Активное участие Полевицкая принимает в организации и проведении вечеров общества, посвященных 100-летию со дня смерти Гоголя, 125-летию со дня рождения Толстого, 50-летию со дня смерти Чехова.

В эти же годы Полевицкая создает на венском радиовещании цикл передач "Русский час", в которых под именем Марии Смирновой рассказывает на немецком языке австрийским радиослушателям о жизни советских людей, о советской литературе и театре. Умение построить передачу, разнообразный материал, постоянно пополнявшийся актрисой, ее собственная увлеченность завоевали этому циклу большую популярность в Австрии и способствовали установлению тех добрых отношений между австрийским и советским народами, которые успешно развиваются и в наше время. Популярность этих передач была столь велика, что письма на имя Смирновой с откликами на ее рассказы потоком потекли из Австрии в... Москву: австрийские радиослушатели никак не могли предположить, что автор живет в Вене.

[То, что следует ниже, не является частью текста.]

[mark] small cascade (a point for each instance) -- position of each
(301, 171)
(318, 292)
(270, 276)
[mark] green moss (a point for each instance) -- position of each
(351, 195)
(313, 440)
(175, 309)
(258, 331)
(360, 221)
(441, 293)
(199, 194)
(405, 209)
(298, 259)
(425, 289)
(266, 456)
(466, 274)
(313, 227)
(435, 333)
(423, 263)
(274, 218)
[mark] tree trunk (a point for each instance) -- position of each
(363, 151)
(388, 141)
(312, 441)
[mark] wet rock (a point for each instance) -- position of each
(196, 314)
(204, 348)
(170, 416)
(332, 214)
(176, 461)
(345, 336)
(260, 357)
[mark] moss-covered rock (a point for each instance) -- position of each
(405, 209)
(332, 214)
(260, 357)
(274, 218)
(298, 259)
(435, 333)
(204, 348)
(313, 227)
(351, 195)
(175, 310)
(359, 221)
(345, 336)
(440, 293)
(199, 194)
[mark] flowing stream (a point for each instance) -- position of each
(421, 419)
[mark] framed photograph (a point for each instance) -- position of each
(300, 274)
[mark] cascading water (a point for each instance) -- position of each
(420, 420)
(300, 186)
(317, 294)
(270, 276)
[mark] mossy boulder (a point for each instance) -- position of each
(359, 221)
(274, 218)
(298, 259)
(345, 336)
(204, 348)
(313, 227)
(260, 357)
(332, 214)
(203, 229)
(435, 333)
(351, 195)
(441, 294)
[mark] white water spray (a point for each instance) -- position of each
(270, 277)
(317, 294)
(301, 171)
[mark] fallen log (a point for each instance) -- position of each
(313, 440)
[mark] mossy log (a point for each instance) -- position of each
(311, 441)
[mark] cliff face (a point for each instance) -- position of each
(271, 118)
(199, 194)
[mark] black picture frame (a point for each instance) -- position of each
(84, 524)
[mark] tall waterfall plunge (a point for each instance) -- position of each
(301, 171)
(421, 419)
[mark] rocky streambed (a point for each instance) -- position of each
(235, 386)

После войны в Вену вернулась вдова Рейнгард- та, известная актриса Елена Тимиг. (Рейнгардт умер в 1943 году в США.) Она возглавила Рейнгардт-семинар - театральной школе было возвращено это название. Президентом Государственной Академии музыки и сценического искусства являлся профессор Ганс Зиттнер. Оба они хорошо знали, с каким уважением Рейнгардт относился к Станиславскому, как любил русскую культуру и как охотно сотрудничал с Шмитом и Полевицкой. Полевицкая в это время переводила произведения Станиславского на немецкий язык. И вот теперь ее работа в Рейнгардт-семинаре приобрела особое признание, как ценный вклад в венскую школу сценического искусства.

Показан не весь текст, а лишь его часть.